Six issues and a lot going on, but that “lot” went on in one of the best executions of a comic book I’ve seen in many years. I can’t compliment the art enough; Cassaday’s art is some of the best I’ve ever seen, the amount of realism displayed with the writing of Whedon, really draws the reader into the book. This issue reintroduces the student that lost his powers, and the difficulty he is having while dealing with now being a “mere” human. It also highlight’s the X-Men’s attempt to try and be a super hero team and features a run in with the Fantastic Four that, thankfully, does not result in the two teams fighting each other before defeating the common foe. There are some great moments when you get a little glimpse into each character as they are attempting to turn the monster back, Wolverine’s is the one I find the most entertaining. There is another great moment between Wolverine and the Thing. Whedon has a knack for entertaining little exchanges. This issue ends with a bit of heartbreak; apparently dealing with problems isn’t as easy as one would think. It also opens the door for a return to the Danger Room. While Whedon and Cassaday are slated for a 12 issue run on this title, with every issue I wish it would be more. This is turning out to be one of the best put together books in a long time. Hopefully Marvel will find a way to wrangle another year out of them, but if not, I’m still appreciative for giving us what they have so far, comics definitely done right.

Space Ghost #2

Publisher: DC Comics
Writer: Joe Kelly
Art: Ariel Olivetti
At first I was a bit skeptical about this series. A character that was created by Hanna-Barbera back in the 60s and later reinvented by Cartoon Network as a goofy talk show host was finally going to have his origin told, and it wasn’t going to be a happy story. When I first thought about that, I couldn’t wrap my head around Space Ghost being grim and gritty. I didn’t figure I could get post my preconceived notions about the character. That is the first success of this series, Joe Kelly’s story has managed to make me forget about how I originally envisioned Space Ghost. He does not, at least through issue 2, take anything away from what I know, but he definitely adds a dark layer, which actually kind of makes sense to me.
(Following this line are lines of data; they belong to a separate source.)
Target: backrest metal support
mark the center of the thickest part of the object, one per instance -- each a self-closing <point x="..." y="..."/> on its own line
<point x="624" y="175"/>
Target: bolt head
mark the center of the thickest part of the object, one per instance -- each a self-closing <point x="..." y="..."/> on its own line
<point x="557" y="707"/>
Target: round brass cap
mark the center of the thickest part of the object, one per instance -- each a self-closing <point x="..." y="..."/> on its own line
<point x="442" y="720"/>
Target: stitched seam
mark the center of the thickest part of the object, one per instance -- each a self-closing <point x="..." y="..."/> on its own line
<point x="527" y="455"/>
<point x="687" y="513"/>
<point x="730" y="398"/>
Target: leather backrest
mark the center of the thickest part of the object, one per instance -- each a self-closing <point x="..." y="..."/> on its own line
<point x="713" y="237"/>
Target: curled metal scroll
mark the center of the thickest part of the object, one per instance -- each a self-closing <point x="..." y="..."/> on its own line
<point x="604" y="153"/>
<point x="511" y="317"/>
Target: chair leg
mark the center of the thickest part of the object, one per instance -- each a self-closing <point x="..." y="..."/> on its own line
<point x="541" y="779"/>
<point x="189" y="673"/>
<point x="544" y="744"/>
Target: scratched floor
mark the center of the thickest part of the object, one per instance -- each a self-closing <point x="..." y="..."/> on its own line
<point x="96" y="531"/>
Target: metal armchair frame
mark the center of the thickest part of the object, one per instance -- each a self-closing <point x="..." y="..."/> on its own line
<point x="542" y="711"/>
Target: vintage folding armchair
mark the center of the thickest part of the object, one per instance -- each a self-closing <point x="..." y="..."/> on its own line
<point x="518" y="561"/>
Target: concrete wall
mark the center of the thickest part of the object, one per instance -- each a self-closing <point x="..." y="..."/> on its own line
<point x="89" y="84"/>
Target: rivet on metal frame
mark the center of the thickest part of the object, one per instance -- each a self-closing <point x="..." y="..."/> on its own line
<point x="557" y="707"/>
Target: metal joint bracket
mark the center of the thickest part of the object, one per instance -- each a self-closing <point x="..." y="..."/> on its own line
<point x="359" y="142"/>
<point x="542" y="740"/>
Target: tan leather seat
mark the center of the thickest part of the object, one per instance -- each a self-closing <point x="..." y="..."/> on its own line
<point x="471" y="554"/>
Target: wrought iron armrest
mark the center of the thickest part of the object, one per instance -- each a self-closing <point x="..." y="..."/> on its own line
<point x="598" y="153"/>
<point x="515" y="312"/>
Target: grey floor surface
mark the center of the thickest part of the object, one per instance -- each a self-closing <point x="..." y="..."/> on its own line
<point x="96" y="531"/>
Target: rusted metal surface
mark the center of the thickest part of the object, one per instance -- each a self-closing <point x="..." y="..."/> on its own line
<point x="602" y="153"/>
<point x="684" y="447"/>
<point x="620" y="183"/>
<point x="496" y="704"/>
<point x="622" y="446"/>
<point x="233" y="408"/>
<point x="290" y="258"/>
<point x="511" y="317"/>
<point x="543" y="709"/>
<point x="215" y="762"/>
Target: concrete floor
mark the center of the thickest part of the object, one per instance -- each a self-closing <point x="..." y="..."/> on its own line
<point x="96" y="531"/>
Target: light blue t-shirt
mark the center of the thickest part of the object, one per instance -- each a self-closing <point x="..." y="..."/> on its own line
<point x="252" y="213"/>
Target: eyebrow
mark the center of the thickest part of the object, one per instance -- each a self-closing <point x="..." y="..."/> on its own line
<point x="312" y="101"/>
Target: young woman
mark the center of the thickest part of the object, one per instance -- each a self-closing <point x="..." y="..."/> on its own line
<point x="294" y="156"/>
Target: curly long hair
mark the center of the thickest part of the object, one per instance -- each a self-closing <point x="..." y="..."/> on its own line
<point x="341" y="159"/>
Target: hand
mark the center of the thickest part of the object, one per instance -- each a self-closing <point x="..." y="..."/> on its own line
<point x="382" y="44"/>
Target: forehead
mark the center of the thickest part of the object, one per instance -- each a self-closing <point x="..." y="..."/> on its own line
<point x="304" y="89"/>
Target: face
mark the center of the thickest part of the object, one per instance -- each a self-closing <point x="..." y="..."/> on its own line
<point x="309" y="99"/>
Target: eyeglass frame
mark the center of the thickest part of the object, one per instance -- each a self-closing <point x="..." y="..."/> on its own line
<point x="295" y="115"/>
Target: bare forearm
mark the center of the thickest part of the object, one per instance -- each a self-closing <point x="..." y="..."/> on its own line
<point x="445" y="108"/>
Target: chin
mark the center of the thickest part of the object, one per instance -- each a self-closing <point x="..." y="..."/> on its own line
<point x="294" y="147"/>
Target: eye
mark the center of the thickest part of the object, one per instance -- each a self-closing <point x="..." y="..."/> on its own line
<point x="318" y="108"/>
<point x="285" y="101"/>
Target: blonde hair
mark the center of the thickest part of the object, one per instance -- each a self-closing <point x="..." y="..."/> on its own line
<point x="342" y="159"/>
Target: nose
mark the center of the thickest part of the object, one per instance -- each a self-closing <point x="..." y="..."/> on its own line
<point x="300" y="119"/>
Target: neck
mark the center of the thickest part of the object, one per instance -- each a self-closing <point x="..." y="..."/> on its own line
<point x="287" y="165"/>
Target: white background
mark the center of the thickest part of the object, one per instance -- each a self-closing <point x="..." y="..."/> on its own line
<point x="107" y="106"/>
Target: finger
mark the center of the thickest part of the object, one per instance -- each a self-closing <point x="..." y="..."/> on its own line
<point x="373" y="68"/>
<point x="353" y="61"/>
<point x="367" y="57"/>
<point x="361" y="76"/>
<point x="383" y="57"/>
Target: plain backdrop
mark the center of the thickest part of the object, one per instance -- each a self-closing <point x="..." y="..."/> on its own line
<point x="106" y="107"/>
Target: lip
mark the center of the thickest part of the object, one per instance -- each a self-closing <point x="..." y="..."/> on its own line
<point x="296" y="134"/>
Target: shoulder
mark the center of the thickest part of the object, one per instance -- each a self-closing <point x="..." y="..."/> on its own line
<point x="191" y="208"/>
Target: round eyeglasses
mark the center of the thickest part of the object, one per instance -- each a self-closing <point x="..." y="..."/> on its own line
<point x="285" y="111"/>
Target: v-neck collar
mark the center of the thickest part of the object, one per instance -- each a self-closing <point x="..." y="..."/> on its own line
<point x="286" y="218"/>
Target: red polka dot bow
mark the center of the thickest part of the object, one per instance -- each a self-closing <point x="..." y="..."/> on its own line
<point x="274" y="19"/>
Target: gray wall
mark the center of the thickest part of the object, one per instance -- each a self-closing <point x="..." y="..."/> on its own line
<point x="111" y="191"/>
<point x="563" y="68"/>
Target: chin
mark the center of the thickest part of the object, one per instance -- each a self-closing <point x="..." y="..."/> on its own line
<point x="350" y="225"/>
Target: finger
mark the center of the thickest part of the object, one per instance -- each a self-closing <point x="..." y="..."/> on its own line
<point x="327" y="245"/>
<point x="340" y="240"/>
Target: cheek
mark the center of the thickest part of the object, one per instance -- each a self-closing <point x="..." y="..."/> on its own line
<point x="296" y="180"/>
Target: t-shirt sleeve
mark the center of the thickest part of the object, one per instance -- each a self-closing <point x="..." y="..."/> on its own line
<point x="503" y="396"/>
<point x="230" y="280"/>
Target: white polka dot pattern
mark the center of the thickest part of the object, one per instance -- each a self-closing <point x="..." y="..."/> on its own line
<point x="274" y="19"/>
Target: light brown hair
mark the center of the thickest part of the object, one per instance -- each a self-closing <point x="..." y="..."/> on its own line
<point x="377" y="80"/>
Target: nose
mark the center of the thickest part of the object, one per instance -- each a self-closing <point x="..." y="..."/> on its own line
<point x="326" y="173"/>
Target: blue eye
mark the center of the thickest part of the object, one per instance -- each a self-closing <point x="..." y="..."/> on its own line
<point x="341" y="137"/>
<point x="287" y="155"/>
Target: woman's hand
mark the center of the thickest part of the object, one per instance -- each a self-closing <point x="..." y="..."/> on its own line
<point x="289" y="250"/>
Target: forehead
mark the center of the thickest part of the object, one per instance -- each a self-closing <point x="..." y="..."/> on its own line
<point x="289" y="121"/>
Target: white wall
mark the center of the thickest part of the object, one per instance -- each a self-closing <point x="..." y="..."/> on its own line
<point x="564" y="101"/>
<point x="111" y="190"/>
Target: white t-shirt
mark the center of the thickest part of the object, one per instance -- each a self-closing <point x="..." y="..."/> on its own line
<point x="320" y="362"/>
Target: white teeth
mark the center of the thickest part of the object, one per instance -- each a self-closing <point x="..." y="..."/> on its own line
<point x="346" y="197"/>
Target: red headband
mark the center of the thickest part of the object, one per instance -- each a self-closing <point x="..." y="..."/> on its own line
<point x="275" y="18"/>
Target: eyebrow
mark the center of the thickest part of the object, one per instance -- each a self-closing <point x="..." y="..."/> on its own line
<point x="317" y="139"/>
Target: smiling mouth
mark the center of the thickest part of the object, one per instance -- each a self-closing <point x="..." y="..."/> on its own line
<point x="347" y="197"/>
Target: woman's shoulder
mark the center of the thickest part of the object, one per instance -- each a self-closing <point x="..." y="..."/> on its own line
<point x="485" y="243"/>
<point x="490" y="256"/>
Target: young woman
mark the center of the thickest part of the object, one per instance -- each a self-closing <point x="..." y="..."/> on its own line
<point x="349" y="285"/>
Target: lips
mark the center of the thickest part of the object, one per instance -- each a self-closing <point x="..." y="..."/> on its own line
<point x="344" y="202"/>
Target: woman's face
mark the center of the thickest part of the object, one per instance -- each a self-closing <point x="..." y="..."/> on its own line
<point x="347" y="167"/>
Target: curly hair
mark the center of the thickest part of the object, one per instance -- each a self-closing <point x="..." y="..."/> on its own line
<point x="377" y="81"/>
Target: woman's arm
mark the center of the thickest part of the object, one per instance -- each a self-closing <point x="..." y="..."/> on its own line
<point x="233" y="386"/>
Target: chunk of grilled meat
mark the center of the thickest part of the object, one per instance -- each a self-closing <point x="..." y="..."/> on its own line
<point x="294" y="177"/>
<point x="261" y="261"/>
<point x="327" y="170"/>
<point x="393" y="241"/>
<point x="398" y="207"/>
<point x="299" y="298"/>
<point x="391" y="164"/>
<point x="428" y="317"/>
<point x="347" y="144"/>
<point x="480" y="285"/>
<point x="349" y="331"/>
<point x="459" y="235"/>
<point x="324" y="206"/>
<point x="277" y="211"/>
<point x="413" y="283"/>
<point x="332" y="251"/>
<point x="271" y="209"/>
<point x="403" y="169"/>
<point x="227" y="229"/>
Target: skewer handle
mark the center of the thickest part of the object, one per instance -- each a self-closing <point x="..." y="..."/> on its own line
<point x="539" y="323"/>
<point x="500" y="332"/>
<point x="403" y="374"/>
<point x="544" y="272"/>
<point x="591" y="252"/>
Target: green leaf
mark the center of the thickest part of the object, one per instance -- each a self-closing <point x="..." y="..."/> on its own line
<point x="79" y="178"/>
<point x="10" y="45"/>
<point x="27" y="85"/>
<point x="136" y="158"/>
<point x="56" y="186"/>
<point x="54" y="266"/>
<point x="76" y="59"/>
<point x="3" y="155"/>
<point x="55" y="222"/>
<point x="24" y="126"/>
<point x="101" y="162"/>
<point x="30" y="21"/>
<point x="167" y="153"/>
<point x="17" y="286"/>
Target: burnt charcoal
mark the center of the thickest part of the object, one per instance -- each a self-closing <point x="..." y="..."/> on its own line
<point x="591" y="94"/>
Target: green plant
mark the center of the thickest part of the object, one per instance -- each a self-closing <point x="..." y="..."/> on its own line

The art by Olivetti, seems painted and kind of helps with the transition from the animated style to this story. I think it was a good choice to go this route since, I think, regular line art may have not been able to bridge the gap between the two incarnations. Last issue, Thaddeus Batch (soon to be Space Ghost) suffered the loss of his pregnant wife and the seeming loss of his life, betrayed by some of his comrades. This issue shows his seeming resurrection. While left for dead, often a mistake made by tormentors, Thaddeus is rescued by Salomon, an inhabitant of the planet he was left to die on. Over the months a “friendship” is formed between the two, there was some distance between them, always kept in place by Thaddeus. Eventually Salomon shows Thaddeus something that would take him home, but Thaddeus wanted to use it to exact his revenge, despite the pleas of Salomon. If the reader does not hold onto their preconceived notions, this turns out to be quite a good story.